Wednesday, September 5, 2012
It is Not Rocket Science
For the mixing layer I have used 17C as a rough average which would effectively radiate at 401Wm-2. Since that layer is between 30 and 150 meters deep, there is not a lot of radiating going on, but the effect radiant energy is convenient.
The "upper thermohaline" is using some liberties. There is though a stratification layer between 700 and 1000 meters that tends towards this average temperature, 10C with an effect energy of 364Wm-2.
The 4C abysmal thermohaline is a little more conventional. The 334Wm-2 effective radiant energy of 4C has that remarkable coincidence or appearing to be related to the 334 Joules per gram heat of fusion of water and the maximum density temperature of fresh water.
The little model has a red "Thermal Equator" to remind everyone that the sphere we live on is not uniformly spherical in a heat capacity sense, more egg shaped. The atmosphere though is more symmetrically related to a pure sphere in an energy transfer sense. With most of the thermal mass, solar insolation and stronger atmospheric circulations in the southern portion of the global, it should make a better frame of reference for analyzing heat flows.
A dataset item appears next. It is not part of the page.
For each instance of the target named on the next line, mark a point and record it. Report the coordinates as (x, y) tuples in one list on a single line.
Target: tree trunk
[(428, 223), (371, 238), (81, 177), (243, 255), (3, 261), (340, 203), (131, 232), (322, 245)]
At the higher thermal mass end of the pool is a brown block representing land. Above that a gray block representing ice. On the other end of the pool is another gray block that extends down to the 4C layer. The range of 306 to 316 Wm-2 represents the range from salt water freezing to fresh water thawing/freezing. The same could be applied to the deep end of the pool, but the shallow end would be more greatly impacted by that range.
The difference between the 425 skin layer and the 401 mixing layer 24Wm-2, represents a range of uncertainty. Under calm surface conditions, the effective radiant energy would be closer to the 425 and under high surface wind conditions closer to the 401Wm-2.
The difference between the 364Wm-2 and 334Wm-2 deeper layers is 30Wm-2 and the difference at the gray ice block is 10Wm-2. That would mean the gray ice block is likely to be less variable that any of the other thermal boundary layers. Another fine reason to select the ice boundary as a frame of reference.
Also an interesting happenstance, the deep end of the pool has much less variability than the shallow end due to greater thermal mass, less variable fresh ice influence and more efficient mixing. It should be a better frame of reference than the much more sensitive shallow end of the pool.
This is added just to show some of the delays caused by the asymmetry of the pool. The 1998 Super El Nino is a good perturbation to follow and here I aqm using BEST land only using the 1995 to 2010 baseline that everyone loves so much. The corresponding peak in the BEST data is a decade later than the perturbation. The SH SST first harmonic is about 4 years after with the NH about 3 years after the SH harmonic. The mean value lines for all three series is from 1880. So if the oceans are settling into what appears to be a comfortable heat capacity, there should be approximately a 0.2C lowering in average temperature from the 1995 to 2010 average by 2020 to 2025. Volcanoes and the longer solar minimum could reduce that a bit.